Question

If a real variable \(x\) satisfies \(3^{x^2} = 27 \times 9^x\), then the value of \(\frac{2^{x^2}}{(2^x)^2}\) is:

• A. \(2^{-1}\)
• B. \(2^0\)
• C. \(2^3\)
• D. \(2^{15}\)

Hint:

When solving equations with exponents, simplify both sides of the equation, equate the exponents, and solve the resulting algebraic equation.
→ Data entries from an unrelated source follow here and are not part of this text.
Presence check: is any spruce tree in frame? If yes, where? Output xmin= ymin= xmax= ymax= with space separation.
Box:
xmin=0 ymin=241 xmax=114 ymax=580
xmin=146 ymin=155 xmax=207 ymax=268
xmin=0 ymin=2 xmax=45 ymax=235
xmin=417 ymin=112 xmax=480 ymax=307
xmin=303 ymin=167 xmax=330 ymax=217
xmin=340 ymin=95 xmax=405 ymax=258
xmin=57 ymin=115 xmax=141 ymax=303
Afterward, substitute the values into the given expression.

Answer 1

The Correct Option is C

Step 1: Solve the given equation \(3^{x^2} = 27 \times 9^x\).
We start with the equation: \[ 3^{x^2} = 27 \times 9^x. \] We can rewrite \(27\) and \(9\) as powers of 3: \[ 27 = 3^3 \quad \text{and} \quad 9 = 3^2. \] Thus, the equation becomes: \[ 3^{x^2} = 3^3 \times (3^2)^x. \] Now simplify the right-hand side: \[ 3^{x^2} = 3^3 \times 3^{2x}. \] Using the property of exponents \(a^m \times a^n = a^{m+n}\), we combine the powers of 3: \[ 3^{x^2} = 3^{3 + 2x}. \] Since the bases are the same, we can equate the exponents: \[ x^2 = 3 + 2x. \] Rearranging the equation: \[ x^2 - 2x - 3 = 0. \] Factoring the quadratic equation: \[ (x - 3)(x + 1) = 0. \] Thus, \(x = 3\) or \(x = -1\). 
Step 2: Evaluate \(\frac{2^{x^2}}{(2^x)^2}\).
We now substitute \(x = 3\) and \(x = -1\) into the expression \(\frac{2^{x^2}}{(2^x)^2}\): When \(x = 3\): \[ \frac{2^{3^2}}{(2^3)^2} = \frac{2^9}{2^6} = 2^{9-6} = 2^3. \] When \(x = -1\): \[ \frac{2^{(-1)^2}}{(2^{-1})^2} = \frac{2^1}{2^{-2}} = 2^{1 - (-2)} = 2^3. \] Thus, the value is \(2^3\), which corresponds to Option (C).